I get paid to write, which is the greatest job on earth. But if one day that were to cease, you mugs will never hear from me again. A guy like me can’t self-publish on Amazon or self-promote on Substack because my work is banned on Amazon and to get subs via self-promotion I’d have to include positive testimonials, which I couldn’t do without violating many trusts.
I don’t always mind when something I’ve written is “appropriated” elsewhere. On Jan. 31 I wrote a gag about “social justice commercials for products that have no need for them, like Cheez-It—because dammit if Cheez-It stands for anything it’s social justice.”
The very next Saturday, Feb. 6, SNL did a sketch about Cheez-It doing a “woke” commercial where the company brags about how it stands for social justice.
“Parallel thinking” does occur in comedy, but there are two massive coincidences at play here: The hugely specific gag was repeated verbatim, and it aired on the first SNL after my column was posted. But I was flattered. I’m not a comedy writer, so if someone who is found my work worthy, they’ve honored me.
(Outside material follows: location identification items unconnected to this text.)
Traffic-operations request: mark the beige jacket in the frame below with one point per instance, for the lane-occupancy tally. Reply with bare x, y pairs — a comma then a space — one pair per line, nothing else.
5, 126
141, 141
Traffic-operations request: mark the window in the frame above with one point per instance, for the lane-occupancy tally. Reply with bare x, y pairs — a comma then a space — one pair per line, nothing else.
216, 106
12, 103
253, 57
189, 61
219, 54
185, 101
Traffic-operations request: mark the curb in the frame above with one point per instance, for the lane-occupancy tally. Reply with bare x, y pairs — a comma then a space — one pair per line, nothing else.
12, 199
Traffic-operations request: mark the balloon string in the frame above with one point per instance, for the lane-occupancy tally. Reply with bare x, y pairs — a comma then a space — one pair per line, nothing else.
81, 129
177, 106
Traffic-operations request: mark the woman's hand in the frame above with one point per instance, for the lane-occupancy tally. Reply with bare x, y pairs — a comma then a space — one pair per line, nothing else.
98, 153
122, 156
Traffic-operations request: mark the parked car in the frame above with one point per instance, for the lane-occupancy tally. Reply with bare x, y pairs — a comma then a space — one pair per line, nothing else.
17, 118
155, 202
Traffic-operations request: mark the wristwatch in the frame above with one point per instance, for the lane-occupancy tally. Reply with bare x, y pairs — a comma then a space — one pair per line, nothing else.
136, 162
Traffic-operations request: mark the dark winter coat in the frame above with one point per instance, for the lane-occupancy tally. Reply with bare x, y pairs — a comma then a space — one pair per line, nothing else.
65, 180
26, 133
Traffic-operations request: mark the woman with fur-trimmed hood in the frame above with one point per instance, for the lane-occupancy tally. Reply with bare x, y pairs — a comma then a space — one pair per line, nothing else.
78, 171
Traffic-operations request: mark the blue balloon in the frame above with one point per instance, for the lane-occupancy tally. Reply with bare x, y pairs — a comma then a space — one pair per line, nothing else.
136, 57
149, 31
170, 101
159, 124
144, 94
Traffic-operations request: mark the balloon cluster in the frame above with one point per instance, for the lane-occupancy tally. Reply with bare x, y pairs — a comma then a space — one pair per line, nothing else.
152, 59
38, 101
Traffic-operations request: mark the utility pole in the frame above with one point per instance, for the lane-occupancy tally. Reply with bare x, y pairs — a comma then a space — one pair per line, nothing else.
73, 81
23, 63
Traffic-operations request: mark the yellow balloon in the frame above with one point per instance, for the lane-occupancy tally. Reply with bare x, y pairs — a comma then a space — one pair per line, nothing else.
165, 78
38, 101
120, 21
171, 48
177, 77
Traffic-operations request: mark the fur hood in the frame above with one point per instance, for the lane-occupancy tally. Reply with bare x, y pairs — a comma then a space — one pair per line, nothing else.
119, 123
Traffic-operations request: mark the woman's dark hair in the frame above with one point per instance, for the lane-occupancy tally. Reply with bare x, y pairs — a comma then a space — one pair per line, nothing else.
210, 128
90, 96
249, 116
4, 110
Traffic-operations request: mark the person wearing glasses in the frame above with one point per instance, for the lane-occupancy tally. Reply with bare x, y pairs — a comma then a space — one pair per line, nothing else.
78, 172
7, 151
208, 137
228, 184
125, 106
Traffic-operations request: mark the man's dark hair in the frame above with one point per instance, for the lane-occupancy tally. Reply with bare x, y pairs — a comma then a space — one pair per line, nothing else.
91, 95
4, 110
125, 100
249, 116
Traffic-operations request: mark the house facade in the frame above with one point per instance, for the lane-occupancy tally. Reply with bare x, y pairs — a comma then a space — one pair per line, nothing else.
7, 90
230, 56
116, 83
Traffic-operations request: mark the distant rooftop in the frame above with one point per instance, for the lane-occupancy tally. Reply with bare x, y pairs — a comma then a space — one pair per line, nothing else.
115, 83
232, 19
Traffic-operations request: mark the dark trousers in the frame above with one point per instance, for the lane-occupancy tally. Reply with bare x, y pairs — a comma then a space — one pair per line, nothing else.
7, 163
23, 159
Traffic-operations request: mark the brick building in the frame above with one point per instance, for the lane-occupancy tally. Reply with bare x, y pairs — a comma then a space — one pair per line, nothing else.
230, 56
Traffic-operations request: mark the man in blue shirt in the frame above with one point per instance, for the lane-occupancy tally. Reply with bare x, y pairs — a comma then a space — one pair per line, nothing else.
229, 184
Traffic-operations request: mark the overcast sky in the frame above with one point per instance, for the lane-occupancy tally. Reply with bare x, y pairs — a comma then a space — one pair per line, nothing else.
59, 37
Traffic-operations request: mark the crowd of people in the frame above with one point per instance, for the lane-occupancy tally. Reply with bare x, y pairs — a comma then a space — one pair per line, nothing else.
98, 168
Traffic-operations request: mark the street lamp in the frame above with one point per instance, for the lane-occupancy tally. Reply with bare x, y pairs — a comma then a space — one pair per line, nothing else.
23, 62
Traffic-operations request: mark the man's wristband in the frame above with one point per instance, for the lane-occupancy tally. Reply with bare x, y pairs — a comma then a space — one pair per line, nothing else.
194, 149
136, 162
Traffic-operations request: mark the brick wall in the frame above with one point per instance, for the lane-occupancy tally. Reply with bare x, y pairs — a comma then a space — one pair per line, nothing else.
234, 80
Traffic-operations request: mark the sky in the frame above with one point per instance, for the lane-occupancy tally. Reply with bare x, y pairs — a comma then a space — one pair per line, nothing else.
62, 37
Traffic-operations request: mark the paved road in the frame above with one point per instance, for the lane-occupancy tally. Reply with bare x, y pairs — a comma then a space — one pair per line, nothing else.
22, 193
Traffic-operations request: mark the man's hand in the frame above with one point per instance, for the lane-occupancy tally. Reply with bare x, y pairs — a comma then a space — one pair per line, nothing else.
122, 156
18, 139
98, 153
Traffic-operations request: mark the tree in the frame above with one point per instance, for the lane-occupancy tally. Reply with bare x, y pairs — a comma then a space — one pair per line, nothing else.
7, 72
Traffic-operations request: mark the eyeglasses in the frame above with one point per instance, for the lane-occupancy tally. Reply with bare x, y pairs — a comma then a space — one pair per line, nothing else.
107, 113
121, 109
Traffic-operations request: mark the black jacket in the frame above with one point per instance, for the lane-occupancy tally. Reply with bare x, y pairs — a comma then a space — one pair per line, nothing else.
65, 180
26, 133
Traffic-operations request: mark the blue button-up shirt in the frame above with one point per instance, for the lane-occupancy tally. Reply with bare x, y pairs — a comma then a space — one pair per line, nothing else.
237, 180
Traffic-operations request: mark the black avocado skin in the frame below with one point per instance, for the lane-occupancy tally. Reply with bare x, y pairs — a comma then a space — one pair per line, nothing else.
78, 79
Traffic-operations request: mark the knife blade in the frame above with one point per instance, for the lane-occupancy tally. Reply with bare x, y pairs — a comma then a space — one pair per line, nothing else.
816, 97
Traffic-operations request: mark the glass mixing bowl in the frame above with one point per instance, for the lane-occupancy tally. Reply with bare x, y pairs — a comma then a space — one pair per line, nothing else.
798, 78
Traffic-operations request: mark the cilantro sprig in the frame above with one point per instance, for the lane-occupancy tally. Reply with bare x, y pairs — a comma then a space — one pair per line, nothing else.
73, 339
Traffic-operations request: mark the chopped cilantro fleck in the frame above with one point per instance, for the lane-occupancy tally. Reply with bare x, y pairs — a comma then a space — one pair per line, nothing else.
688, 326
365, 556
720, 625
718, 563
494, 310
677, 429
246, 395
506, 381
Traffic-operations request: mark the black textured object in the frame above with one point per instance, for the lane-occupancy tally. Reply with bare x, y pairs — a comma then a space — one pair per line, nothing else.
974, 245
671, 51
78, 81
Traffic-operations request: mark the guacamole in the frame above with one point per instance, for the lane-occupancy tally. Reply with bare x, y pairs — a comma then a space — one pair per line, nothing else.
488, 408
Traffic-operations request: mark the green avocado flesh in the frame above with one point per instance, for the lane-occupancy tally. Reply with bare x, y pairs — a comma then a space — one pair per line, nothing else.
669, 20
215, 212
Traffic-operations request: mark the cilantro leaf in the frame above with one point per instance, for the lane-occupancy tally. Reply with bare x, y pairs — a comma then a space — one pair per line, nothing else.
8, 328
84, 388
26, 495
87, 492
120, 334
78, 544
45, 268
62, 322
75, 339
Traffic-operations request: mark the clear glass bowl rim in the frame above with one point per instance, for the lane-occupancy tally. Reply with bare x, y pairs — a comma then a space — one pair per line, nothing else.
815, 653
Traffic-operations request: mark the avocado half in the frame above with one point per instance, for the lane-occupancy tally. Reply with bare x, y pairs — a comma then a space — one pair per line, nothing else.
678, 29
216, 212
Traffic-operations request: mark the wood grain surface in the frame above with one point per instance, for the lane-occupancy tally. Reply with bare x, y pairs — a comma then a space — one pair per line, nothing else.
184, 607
I was less honored last week when a conservative darling repeated almost word-for-word a point from my Dec. 21 column about how the June 2020 statement by health professionals claiming that BLM protests were more important than Covid precautions represents the pivotal moment when the public lost faith in the medical establishment. Twitchy hailed the purloiner for having “nailed the moment that single-handedly destroyed trust in public health officials.”
As I’d done a week earlier.
No harm, no foul. But one day, I’m gonna re-Jewify my name and go back to making films. In 1998, I chose David Stein because it’s easy to pronounce. I’ll do the opposite this time and choose something even I can’t pronounce.
Sadly, Hrishikesh Hirway is already taken.